L’injonction de choisir une superpuissance
Derrière l’odieuse accusation de Raphael Glucksmann – j’ai pris l’exemple de son tweet mais j’aurai pu prendre bien d’autres exemples, il ne s’agit pas d’attaquer ad hominem, simplement d’illustrer l’une des positions les mieux partagées à l’heure actuelle dans notre pays – se cache en réalité une véritable injonction, celle de choisir l’une des deux super puissances. Pour les tenants de cette position, la grille de lecture semble être très simple, trop simple voire carrément simpliste. Il y aurait d’un côté le camp des méchants, l’Axe du mal pour reprendre l’expression de Georges W. Bush, et de l’autre celui des chevaliers blancs. Dans une forme de manichéisme à la fois primaire et outrancier, les procureurs et moralistes autoproclamés nous expliquent que si l’on ose émettre le moindre doute sur la pertinence des actions de la coalition internationale ou des Etats-Unis, alors on est dans le camp de Vladimir Poutine et de Bachar Al Assad.

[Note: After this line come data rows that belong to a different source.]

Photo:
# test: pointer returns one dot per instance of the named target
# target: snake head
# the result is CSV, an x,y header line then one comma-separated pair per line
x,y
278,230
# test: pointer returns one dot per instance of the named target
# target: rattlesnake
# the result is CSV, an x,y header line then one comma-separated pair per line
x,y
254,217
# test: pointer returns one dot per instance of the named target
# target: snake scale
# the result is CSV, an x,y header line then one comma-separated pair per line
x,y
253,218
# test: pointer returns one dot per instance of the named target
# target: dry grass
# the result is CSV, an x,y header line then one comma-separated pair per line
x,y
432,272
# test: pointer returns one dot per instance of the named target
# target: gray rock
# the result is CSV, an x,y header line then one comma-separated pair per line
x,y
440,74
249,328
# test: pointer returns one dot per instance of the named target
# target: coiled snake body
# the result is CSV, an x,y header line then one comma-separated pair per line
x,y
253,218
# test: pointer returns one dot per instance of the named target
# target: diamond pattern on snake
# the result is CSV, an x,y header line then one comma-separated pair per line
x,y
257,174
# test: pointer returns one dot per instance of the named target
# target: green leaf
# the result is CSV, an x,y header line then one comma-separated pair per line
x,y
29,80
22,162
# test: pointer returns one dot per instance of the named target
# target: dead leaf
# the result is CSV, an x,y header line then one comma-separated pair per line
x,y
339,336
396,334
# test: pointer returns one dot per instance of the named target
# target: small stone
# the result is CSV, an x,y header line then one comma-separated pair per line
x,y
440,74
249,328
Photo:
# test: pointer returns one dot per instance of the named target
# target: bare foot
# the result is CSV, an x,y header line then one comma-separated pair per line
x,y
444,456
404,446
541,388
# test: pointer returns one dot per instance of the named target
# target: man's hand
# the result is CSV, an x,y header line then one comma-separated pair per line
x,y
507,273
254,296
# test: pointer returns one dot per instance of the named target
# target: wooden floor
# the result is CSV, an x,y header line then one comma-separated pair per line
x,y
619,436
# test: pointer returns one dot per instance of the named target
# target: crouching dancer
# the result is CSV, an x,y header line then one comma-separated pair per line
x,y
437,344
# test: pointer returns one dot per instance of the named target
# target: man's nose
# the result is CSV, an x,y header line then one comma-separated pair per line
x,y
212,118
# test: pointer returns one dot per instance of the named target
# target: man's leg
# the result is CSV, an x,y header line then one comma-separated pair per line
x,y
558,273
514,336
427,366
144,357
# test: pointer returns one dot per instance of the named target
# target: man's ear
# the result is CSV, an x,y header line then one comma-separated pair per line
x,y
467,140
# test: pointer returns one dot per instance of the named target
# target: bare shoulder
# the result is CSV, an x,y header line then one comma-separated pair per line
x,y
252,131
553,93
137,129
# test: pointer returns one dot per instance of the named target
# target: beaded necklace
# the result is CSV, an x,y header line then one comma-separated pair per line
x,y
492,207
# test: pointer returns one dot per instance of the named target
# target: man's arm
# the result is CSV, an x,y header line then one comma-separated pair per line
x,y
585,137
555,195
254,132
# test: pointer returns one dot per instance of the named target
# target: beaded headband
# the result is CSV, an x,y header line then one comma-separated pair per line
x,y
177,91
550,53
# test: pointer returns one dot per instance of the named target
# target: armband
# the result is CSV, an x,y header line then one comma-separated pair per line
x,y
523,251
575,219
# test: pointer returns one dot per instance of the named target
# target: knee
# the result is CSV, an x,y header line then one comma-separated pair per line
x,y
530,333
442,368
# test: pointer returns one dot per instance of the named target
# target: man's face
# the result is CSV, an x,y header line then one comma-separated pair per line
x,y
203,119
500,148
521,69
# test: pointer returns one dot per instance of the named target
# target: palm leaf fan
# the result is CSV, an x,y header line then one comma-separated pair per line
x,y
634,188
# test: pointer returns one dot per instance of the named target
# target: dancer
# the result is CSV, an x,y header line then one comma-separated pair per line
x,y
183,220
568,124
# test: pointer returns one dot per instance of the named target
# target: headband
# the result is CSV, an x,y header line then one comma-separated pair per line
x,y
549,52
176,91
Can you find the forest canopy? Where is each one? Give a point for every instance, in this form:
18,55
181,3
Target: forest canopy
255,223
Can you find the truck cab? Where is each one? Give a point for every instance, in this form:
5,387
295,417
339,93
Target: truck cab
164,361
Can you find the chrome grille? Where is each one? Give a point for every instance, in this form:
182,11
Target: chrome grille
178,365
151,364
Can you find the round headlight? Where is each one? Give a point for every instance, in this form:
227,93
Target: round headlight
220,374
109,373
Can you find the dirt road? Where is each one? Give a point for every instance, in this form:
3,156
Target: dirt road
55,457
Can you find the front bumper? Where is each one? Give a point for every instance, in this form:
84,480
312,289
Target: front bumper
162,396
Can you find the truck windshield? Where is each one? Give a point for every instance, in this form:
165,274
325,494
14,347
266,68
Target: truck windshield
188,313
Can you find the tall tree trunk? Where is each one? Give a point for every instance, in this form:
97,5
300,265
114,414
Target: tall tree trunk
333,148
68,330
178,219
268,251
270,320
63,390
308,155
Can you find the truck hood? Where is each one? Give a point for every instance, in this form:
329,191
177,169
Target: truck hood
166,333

Il va sans dire que je trouve ces assertions à la fois ridicules et pathétiques. On peut critiquer le bombardement américain – et plus globalement la politique américaine dans la région, nous y reviendrons plus tard – sans pour autant cautionner les atrocités commises par le régime d’Al Assad et ses alliés russes et iraniens. Pour nos chevaliers blancs, tenir cette position c’est renforcer le camp du Mal et tant pis si leur nouveau héraut était considéré, par eux-mêmes, il y a quelques semaines à peine comme un dangereux mégalomane sexiste et raciste . On peut pleurer devant le massacre d’Alep tout en ne se contentant pas de dire que nous, Français, sommes blancs comme neige et que les Russes et les Iraniens sont des démons sur Terre. On peut critiquer le bombardement américain qui ne changera rien et réclamer des châtiments exemplaires pour ceux qui usent d’armes chimiques. En somme, je ne crois pas que pour combattre un impérialisme il faille justifier un autre impérialisme. Je refuse et refuserai toujours ce jeu de dupe qui nous plonge dans une mâchoire d’airain où l’on serait contraint de prendre part pour l’impérialisme russe ou pour l’impérialisme américain.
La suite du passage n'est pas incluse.